Mobilising ASEAN Capital Markets for Sustainable Growth
Annex A. Methodology for data collection and classification
Balance sheet information for non-financial listed firms
The information presented in Chapter 1.1 is based on LSEG Datastream. The unbalanced global panel dataset contains financial statement information for non-financial listed companies between 2005 and 2022. The universe covers 52 320 companies registered in 135 countries.
Financial information cleaning
The raw financial dataset contains several firm-year observations when a company reports for different purposes. To construct a panel with a unique firm-year observation, the following steps are applied:
Financial companies are excluded
Firms listed on an over-the-counter (OTC) market are excluded
Security types classified as “units” and “trust” are excluded
Firms identified as delisted are excluded
For firms with multiple observations but different countries of domicile, their true country of domicile is manually checked to remove the duplicates
Financial statements covering a 12-month period are used
Companies with at least one observation showing negative assets or negative fixed assets are excluded
Financial information is adjusted by annual US Consumer Price Index changes and information is reported in 2022 USD
Industry classification
LSEG Datastream uses the Reference data Business Classification (TRBC).

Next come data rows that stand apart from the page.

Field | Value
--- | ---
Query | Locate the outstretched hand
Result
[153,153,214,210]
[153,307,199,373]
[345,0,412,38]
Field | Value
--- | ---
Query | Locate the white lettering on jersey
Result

Table A A.1. Economic sectors used in the balance sheet information data
TRBC Economic Sector |
|
---|---|
Basic materials |
Healthcare |
Consumer cyclicals |
Industrials |
Consumer non-cyclicals |
Real estate |
Energy |
Technology |
Financials |
Utilities |
Listing information
The information presented in Figure 1.2 is based on LSEG Screener and the following criteria are used to clean the data:
Security type classified as “units” and “trust” are excluded
For firms with multiple listings, only primary listings are kept
For firms with multiple observations but different countries of domicile, their true country of domicile is manually checked to remove the duplicates.
Firms trading on over-the-counter (OTC) markets and those listed on multilateral trading facilities (MTFs) or SME/growth markets are excluded.
Special Purpose Acquisition Companies (SPACs) are excluded.
Investment funds are excluded.
Real Estate Investment Trusts (REITs) are excluded.
Public equity data
The information on IPOs and SPOs or follow-on offerings presented in Section 1.5.1 is based on transaction and/or firm-level data gathered from several financial databases, such as LSEG (Screener, Datastream), FactSet and Bloomberg. Considerable resources have been committed to ensuring the consistency and quality of the dataset. Different data sources are checked against each other and, the information is also controlled against original sources, including regulator, stock exchange and company websites and financial statements.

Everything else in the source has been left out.